Delhivery losing its grip in grey market after poor subscription figures

New Delhi: After the conclusion of the initial public offering (IPO) of Delhivery, the new age company is suffering the wrath of muted market sentiments, poor financials and low response from the investors.

In the grey market, the company is commanding a discount of Rs 5 over the issue price of Rs 462-487 per share, signalling a disappointing listing.

Even the market experts are not gung ho over the counter. They said that till the last day, the successful sailing through of the issue was under the screener. Rich valuations and a rout in startup stocks have added to the woes.

Yash Gupta, Equity Research Analyst, Angel One, said Delhivery received a weak response from retail investors, whereas the QIB investors came forward for its rescue on the final day of the bidding and made it a success.

“If we look at the grey market premium, Delhivery is trading in negative and one can expect a soft listing from it, ” he added.

“We had given a neutral rating to the IPO looking at the expensive valuations.”

The Rs 5,235 crore IPO of Delhivery was open for subscription during May 11-13. The company sold shares in a price band of Rs 462-487 apiece and a lot size of 30 shares.

The IPO received a mixed response from the investors as the issue was overall subscribed 1.63 times, thanks to 2.66 times subscription by institutional bidders.

However, investors of other categories kept off the bidding process. The quota for HNI investors was subscribed only 30 per cent, whereas the retail portion was booked only 57 per cent. Even employees bid for 27 per cent of their allocations.
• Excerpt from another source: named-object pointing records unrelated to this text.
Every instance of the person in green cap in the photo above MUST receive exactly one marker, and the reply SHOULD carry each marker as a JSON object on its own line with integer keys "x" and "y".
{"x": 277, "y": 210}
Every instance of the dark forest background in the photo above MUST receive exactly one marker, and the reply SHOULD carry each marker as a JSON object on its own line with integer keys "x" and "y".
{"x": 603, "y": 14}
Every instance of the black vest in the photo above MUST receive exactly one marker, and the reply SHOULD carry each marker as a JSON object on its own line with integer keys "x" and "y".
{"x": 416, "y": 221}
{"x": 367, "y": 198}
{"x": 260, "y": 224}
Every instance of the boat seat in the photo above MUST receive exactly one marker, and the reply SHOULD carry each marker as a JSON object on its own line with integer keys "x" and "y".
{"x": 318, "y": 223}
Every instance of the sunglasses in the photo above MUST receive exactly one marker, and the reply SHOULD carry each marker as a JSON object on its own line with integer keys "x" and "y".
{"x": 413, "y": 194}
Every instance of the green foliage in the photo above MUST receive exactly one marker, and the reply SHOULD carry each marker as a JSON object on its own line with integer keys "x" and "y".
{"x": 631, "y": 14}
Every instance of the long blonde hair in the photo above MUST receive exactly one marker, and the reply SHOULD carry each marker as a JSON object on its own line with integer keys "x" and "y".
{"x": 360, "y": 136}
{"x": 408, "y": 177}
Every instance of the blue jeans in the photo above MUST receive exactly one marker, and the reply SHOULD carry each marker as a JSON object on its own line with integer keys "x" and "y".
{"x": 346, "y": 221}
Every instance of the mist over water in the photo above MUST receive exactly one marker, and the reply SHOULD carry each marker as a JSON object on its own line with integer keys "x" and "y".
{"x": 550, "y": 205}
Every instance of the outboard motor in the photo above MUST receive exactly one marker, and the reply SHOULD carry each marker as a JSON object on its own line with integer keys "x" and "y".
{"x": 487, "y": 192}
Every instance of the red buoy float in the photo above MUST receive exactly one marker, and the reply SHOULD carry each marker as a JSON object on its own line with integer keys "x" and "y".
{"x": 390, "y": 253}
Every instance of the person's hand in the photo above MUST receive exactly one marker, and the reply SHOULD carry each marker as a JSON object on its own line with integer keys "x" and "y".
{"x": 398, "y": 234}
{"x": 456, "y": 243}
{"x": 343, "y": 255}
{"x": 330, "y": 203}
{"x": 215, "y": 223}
According to experts tracking the subscription figures, Delhivery’s IPO is feeling the heat of sour sentiments of the current market amid the rising mercury.

Atanuu Agarrwal, Co-founder, Upside AI, said that individual investors seem to be spooked by the high inflation numbers and markets are collapsing over the last couple of weeks.

“Underperformance of global tech stocks and tech IPOs in India with curbs on HNI IPO funding were all headwinds,” he added. “Low subscription on the portion reserved for employees would be particularly disappointing for the Company – betrays a lack of confidence in the issue.”